—Haruno, ¿eh? —con pereza el hombre volvió a pasar las hojas sin leerlas realmente. —Aunque la mayoría pertenezca al Anbu, que un miembro de su clan se haya ido no es motivo suficiente para tratarlo como traidor de la hoja.
—Danzo-sama, le estamos informando debido a que usted es nuestro líder. —comentó uno de los Anbu. —Pero la decisión de eliminar a Sakura Haruno, es un hecho.

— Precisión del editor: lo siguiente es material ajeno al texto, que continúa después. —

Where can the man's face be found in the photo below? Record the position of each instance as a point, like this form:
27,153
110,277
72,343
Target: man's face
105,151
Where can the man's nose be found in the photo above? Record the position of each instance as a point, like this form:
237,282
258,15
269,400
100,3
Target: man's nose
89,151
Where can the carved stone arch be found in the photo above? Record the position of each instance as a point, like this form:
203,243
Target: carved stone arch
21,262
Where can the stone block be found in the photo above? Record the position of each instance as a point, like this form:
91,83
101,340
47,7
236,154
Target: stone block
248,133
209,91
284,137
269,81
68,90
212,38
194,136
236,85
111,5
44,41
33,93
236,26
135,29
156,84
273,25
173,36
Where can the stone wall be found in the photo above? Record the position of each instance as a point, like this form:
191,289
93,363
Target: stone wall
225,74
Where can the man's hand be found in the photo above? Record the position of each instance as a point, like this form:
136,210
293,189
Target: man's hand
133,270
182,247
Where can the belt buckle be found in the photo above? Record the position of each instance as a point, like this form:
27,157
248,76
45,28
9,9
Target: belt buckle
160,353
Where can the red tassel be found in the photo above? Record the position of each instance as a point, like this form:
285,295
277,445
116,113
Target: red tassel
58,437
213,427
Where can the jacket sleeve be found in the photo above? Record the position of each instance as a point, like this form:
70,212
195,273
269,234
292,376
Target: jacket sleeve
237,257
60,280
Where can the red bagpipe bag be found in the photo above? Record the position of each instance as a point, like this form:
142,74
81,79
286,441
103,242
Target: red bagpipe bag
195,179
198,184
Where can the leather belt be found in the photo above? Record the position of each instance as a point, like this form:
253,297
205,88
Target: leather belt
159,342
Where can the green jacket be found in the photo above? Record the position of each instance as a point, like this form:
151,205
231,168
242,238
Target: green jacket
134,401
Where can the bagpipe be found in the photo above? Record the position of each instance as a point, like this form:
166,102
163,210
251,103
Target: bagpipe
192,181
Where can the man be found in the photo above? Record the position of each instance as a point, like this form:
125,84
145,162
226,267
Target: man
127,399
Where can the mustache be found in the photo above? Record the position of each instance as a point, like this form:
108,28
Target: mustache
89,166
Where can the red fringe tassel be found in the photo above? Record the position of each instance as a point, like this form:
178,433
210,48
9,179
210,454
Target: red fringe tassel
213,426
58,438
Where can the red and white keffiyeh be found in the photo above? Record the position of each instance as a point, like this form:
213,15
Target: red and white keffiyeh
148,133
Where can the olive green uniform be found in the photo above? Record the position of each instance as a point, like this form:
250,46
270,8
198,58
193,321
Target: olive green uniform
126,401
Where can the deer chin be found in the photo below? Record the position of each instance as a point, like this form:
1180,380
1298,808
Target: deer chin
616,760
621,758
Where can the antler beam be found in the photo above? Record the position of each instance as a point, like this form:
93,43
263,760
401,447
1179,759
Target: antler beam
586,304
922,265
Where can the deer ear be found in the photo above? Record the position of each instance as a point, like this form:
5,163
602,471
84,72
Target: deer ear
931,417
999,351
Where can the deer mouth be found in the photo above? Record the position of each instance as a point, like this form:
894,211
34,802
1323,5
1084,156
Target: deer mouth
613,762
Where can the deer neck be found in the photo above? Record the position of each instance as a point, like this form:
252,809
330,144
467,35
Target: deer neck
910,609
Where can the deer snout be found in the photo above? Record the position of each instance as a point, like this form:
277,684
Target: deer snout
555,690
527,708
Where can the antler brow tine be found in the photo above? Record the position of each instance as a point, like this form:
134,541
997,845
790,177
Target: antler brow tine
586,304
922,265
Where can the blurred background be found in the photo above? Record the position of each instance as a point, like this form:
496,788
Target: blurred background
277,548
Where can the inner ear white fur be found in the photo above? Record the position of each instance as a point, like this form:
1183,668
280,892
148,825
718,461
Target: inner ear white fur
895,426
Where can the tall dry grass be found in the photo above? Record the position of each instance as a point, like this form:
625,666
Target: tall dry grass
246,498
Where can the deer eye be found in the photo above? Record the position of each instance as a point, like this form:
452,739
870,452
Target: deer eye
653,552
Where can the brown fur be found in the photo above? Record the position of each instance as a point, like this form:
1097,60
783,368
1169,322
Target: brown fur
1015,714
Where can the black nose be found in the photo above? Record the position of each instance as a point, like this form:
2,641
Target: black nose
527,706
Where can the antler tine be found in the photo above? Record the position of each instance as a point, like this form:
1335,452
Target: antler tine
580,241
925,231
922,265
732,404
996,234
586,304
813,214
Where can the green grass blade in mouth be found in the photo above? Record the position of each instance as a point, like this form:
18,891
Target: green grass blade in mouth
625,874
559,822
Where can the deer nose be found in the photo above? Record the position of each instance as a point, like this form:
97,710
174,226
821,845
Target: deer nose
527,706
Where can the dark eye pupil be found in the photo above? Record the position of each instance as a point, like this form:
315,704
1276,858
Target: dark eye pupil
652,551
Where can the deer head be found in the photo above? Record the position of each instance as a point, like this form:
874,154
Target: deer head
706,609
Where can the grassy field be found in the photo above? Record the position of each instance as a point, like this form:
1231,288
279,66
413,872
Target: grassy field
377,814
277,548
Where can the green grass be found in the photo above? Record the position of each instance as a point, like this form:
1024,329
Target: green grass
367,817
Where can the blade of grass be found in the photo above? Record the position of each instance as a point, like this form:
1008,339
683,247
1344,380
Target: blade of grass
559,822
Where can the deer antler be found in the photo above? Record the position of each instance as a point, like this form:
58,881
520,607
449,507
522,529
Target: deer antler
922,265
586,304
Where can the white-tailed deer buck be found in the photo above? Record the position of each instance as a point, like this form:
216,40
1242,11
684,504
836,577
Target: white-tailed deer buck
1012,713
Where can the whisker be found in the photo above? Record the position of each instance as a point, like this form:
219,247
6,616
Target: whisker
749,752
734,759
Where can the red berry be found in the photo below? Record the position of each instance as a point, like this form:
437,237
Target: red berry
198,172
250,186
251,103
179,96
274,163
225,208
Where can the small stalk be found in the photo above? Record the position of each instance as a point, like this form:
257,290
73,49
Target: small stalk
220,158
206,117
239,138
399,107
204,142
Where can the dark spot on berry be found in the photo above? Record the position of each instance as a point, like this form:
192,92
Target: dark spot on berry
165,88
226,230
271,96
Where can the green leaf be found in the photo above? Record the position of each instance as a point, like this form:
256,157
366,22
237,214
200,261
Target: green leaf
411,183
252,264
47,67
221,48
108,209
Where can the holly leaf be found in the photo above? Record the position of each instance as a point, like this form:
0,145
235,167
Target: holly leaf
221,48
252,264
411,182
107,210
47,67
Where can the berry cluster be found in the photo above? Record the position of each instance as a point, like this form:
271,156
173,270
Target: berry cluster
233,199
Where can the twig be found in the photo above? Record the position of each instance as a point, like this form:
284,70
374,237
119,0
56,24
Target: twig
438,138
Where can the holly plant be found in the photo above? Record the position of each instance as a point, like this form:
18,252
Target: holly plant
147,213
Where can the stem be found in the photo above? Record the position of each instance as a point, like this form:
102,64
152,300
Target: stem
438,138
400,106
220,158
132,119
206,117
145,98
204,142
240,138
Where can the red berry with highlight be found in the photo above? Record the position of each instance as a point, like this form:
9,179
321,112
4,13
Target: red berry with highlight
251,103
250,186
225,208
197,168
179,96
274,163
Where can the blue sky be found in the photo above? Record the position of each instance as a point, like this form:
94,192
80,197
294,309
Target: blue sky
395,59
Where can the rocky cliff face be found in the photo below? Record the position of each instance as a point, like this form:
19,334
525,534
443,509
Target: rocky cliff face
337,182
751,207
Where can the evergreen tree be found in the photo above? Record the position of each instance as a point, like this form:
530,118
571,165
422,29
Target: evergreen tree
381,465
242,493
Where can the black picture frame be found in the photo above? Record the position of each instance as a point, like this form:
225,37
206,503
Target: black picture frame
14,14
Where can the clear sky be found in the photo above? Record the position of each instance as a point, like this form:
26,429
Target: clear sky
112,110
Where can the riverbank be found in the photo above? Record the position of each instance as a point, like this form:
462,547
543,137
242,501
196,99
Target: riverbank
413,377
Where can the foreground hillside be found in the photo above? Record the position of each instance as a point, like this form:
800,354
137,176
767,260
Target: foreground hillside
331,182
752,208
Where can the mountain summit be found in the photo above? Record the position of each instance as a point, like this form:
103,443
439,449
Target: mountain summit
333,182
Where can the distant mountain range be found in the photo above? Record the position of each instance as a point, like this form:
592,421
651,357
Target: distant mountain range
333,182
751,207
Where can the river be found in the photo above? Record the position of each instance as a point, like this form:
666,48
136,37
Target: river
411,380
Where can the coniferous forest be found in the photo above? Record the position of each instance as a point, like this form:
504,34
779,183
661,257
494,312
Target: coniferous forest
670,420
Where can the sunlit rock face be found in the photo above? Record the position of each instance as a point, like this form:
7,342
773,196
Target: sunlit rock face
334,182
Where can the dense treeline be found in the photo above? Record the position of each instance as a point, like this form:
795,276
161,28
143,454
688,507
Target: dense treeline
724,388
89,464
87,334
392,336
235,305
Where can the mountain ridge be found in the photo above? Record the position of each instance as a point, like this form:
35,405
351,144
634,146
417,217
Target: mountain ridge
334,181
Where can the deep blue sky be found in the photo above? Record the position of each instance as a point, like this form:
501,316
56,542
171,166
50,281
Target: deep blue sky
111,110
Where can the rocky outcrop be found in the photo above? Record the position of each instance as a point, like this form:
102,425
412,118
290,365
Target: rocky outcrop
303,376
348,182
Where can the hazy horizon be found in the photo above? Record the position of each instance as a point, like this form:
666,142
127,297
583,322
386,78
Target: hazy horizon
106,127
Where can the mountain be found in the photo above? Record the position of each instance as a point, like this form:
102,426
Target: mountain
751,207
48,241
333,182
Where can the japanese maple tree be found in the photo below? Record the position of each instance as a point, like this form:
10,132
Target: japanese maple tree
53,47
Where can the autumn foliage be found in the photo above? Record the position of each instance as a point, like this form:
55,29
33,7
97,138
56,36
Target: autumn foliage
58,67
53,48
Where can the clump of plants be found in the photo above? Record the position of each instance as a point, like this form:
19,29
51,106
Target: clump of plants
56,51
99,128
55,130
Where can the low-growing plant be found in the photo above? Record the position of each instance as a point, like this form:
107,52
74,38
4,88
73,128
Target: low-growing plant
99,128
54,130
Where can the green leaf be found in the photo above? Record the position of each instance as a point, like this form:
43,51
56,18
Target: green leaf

—Sí que son una molestia. —bufó, tan tranquilo como siempre. —Si la matan que sea en silencio, es todo lo que les pido. Si se sabe que la organización estuvo involucrada, esa mujer Tsunade comenzará a indagar en los Anbu y es algo que no nos conviene.
—Siendo su única condición, entonces nos retiramos, Danzo-sama. —ellos hicieron una reverencia, marchándose del lugar en un abrir y cerrar de ojos.
— ¿Cuándo van a entender que los problemas del clan Haruno son irrelevantes para nosotros? —suspiró una de las ancianas, molesta. —Molestar a Danzo-san por eso, si que se creen mucho los de ese clan.
Danzo volvió a tomar las hojas, dispuesto a tirar todo el expediente al basurero, no obstante, mientras las mantenía en el aire una foto de Sakura resbaló hasta la mesa; el hombre la tomó con cierta curiosidad, no por el chico que estaba ahí, sino por el animal en su cabeza que salía mirando a la cámara.
—Un cuervo.
— ¿Danzo-san?
—Encontré algo interesante después de todo. —se murmuró él mismo, volviendo a poner el expediente en la mesa, colocando la foto en su respectivo lugar. —El cuervo Masamune.
— ¡¿Masamune...?!—comentó la mujer, alarmada. —No lo habíamos visto desde...
—Itachi Uchiha.
—Ser capaz de invocar a uno de los cuervos más poderosos, ¿esa chica es tan espectacular? —preguntó la anciana, acercándose.
—Te equivocas, nadie en el clan Haruno podría convocar a semejante bestia. Debe ser un regalo de su parte. —sonrió Danzo. —Quizás, tengo un buen rehén aquí. Sakura Haruno, me pregunto que le habrá podido intrigar de ella. ¿Será por su hermano?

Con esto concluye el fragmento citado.